Some people shy away from roles that are fast-paced and challenging. But not Kristen Waddell—she thrives in that kind of environment.
Kristen is a nurse practitioner in Children’s of Alabama’s Pediatric Intensive Care Unit (PICU), a role she’s had for nearly six years. It’s a job that’s different every day, but that’s just one of the many reasons she considers nurse practitioner her ideal job. “I love how challenging it is,” she explains. “There are many areas of the job, so you are always learning and doing new things. And you have the nurturing role of taking care of patients while also doing more of the medical and scientific aspects as well.”
Those daily tasks include anything and everything—from assessing patients, ordering labs and medication, and performing physical assessments to doing procedures like intubation and central lines and meeting with families, doctors and others on the hospital’s staff. “I like to say that nurse practitioners fill in the holes,” she says. “We’re performing many different jobs that need to be done to provide the best patient care possible.”
While Kristen thoroughly enjoys her role as a nurse practitioner, it wasn’t always part of her plan.

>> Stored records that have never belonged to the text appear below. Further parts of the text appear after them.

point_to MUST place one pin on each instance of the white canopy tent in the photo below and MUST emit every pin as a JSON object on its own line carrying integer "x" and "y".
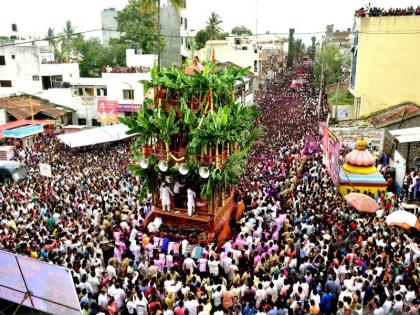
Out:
{"x": 95, "y": 136}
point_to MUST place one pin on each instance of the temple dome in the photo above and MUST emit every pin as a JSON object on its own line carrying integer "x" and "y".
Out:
{"x": 360, "y": 160}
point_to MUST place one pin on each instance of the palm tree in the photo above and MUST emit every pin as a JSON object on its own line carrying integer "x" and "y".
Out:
{"x": 213, "y": 29}
{"x": 151, "y": 6}
{"x": 50, "y": 37}
{"x": 68, "y": 31}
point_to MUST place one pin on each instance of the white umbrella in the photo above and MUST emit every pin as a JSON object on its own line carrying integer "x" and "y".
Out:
{"x": 403, "y": 219}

She graduated from the University of Alabama at Birmingham as a nurse and went to work at Children’s, then decided to go back to school a few years later to get her Master’s degree and go into education. When she began clinicals everything changed. “At that time, I was in the Master’s program for acute care pediatric nurse practitioner, so I had to do clinicals, and that’s when I just fell in love with being a nurse practitioner,” she says. “It’s the best of both worlds to me. It’s still nursing driven and you have direct hands-on care of the patient, but you still get to be a prescriber and think in a different way about the patient care.”

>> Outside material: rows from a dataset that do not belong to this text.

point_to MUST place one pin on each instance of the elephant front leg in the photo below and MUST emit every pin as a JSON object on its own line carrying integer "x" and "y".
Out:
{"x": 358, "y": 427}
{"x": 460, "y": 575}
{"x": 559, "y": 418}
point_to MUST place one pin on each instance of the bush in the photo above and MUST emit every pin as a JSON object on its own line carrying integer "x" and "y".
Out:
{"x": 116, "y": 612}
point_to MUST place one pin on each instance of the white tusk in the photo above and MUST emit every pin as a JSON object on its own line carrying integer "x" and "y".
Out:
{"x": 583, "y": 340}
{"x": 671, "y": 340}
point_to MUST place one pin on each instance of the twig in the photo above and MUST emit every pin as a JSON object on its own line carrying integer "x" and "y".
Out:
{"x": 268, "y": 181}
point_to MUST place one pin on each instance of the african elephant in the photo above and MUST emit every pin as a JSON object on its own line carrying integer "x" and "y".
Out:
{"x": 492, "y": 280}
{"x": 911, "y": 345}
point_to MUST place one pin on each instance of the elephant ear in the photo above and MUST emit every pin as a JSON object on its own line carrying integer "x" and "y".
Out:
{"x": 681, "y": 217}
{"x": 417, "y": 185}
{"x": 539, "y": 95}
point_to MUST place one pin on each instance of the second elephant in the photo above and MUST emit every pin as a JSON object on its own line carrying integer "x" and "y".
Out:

Kristen believes her nursing experience and mindset helps in the many different roles she plays as a nurse practitioner. “I understand the bedside nursing role because of my background, but I also work closely with the prescribing team,” she explains. “Because of that, I consider myself someone who can go between each group and relay information in a really helpful way.”

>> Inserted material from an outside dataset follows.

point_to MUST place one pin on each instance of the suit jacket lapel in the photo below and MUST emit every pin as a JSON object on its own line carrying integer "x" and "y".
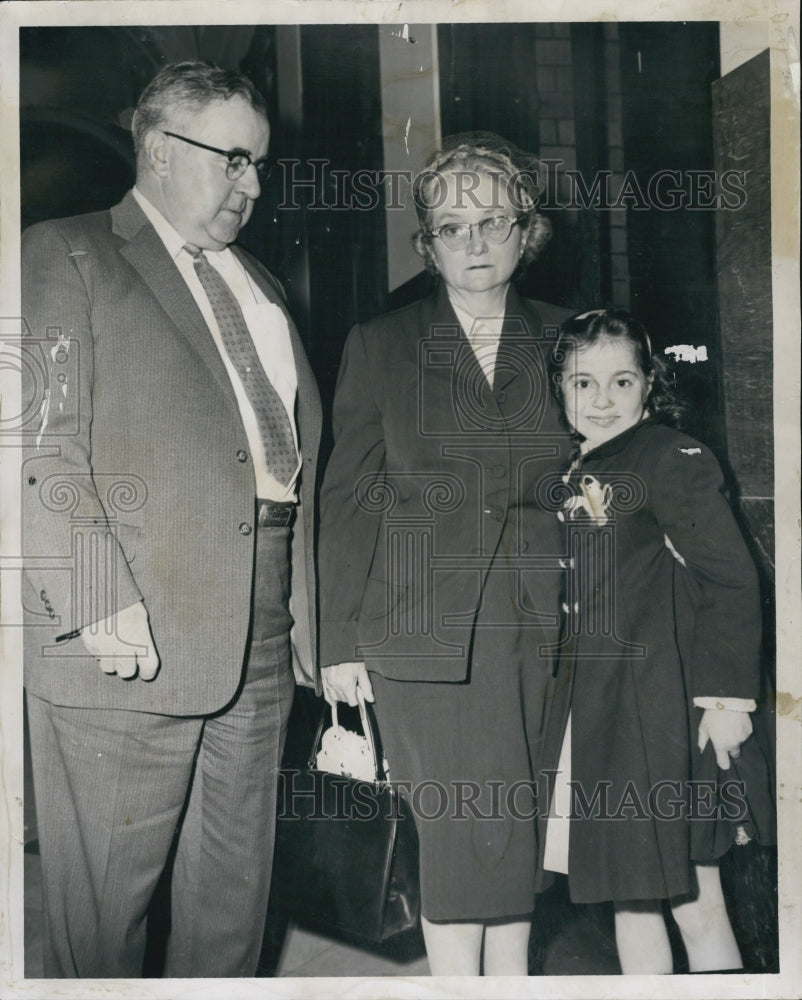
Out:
{"x": 147, "y": 254}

And while Kristen is pleased to help out in all areas she can, she’s also appreciative that at Children’s she has so many co-workers who are there to help her. “One of the things I like best about working at Children’s is that we are all such an integrated team,” she says. “There are so many different multidisciplinary interactions that you experience throughout the day. PICU attendings, fellows, residents, nurses, other nurse practitioners, respiratory therapists, and many others. I learn so much even when I’m just listening to another team share information. You won’t get so many specialists and team members working together just anywhere.”